RMT guard (rmt_guard.*)

What it controls. Activation edge-risk stability via the ε-band acceptance rule.

Where documented.

  • docs/assurance/06-rmt-epsilon-rule.md (acceptance rule + calibration)
  • docs/assurance/09-tier-v1-calibration.md (recalibration recipe)

Keys.

  • epsilon_by_family (calibrated) — ε(f) per family for the acceptance band: edge_cur(f) ≤ (1 + ε(f)) · edge_base(f).
  • epsilon_default (calibrated) — fallback ε used when a family-specific value is missing.
  • deadband (policy) — additional tolerance used by the RMT outlier diagnostics/correction path (separate from ε-band acceptance), aligning the “ignore small changes” behavior with other guards.
  • margin (policy) — safety multiplier for the same outlier diagnostics/correction path; higher margins tolerate more deviation before flagging.

Observability.

  • Evidence: rmt.{status,stable,families,epsilon_by_family,epsilon_violations}
  • Resolved policy: resolved_policy.rmt
  • Gate flag: validation.rmt_stable

Variance guard (variance_guard.*)

What it controls.
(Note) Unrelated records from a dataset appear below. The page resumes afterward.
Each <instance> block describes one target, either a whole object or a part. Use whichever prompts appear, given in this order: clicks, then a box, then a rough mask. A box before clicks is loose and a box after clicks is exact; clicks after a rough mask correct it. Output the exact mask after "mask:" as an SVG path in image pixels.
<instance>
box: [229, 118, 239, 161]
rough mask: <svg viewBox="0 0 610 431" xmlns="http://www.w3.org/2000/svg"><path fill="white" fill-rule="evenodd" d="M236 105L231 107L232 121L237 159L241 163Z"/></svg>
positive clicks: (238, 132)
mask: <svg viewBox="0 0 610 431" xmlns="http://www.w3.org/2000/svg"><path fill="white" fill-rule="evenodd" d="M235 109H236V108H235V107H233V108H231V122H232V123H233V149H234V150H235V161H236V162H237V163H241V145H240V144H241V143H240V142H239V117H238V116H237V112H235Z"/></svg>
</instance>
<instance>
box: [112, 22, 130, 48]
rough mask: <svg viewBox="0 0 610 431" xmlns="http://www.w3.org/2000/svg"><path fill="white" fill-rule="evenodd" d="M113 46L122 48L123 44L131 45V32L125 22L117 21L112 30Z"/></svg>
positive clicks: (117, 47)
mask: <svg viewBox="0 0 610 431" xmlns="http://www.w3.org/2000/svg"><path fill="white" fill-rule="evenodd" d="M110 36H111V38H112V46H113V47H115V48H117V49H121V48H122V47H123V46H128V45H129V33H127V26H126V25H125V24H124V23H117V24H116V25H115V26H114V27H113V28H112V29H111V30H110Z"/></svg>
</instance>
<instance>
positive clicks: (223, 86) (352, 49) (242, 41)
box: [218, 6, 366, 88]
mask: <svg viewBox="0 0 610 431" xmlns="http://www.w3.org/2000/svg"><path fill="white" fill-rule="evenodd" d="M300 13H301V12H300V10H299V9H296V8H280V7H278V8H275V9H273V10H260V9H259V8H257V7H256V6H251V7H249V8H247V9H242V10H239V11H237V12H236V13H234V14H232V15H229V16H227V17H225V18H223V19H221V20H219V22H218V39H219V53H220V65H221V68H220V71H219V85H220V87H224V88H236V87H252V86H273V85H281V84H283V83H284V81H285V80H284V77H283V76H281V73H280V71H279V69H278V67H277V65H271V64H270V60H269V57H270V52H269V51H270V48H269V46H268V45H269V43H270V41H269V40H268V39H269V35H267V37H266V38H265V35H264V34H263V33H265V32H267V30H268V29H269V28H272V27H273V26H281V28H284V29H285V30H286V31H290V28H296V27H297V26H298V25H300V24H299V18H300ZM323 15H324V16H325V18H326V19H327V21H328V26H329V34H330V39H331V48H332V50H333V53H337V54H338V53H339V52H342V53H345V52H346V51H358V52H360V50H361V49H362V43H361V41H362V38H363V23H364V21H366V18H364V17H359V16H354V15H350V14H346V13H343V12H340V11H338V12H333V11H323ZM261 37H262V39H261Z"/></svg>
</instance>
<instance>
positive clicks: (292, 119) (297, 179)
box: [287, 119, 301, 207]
VE enablement/correction knobs including the predictive gate and min-effect semantics.

Where documented.

  • docs/assurance/07-ve-gate-power.md (power + sidedness + tier knobs)
  • docs/assurance/09-tier-v1-calibration.md (min-effect recalibration)

Keys.

  • predictive_gate (policy) — when true, VE only enables if the predictive A/B gate passes (report records variance.predictive_gate.*).
  • predictive_one_sided (calibrated policy) — one-sided improvement gate semantics (Balanced) vs two-sided CI (Conservative); see docs/assurance/07-ve-gate-power.md.
  • min_effect_lognll (calibrated) — minimum absolute improvement required for VE enablement; derived from z·σ̂/√n per tier, see docs/assurance/07-ve-gate-power.md.
  • deadband (policy) — ignores small proposed adjustments (prevents “flicker”/tiny rescaling).
  • min_abs_adjust (policy) — absolute floor on per-module |scale − 1| before a proposed scale is considered.
  • max_scale_step (policy) — per-module maximum |scale − 1| applied in a single run (caps correction aggressiveness).
  • topk_backstop (policy) — backstop that allows selecting the top candidate scale when filtering would otherwise produce no usable scales.
  • max_adjusted_modules (policy) — optional cap on how many modules receive a scale in one run (0 means “no cap”).
  • tap (policy) — module-name pattern(s) that define where VE is allowed to attach. Rationale: the tap must match the edited sublayer for provenance and reproducibility; see “Provenance & tap” in docs/assurance/07-ve-gate-power.md.

Observability.

  • Evidence: variance.{enabled,predictive_gate,ab_test,scope,proposed_scales}
  • Resolved policy: resolved_policy.variance

Troubleshooting

  • Overrides not taking effect: ensure INVARLOCK_CONFIG_ROOT points to a directory containing runtime/tiers.yaml.
  • Aggressive tier usage: this tier is research-only and outside the safety case; prefer balanced or conservative.

Observability

  • Resolved policies appear under resolved_policy.* in reports.
  • The CLI invarlock report explain prints gate decisions and policy digests.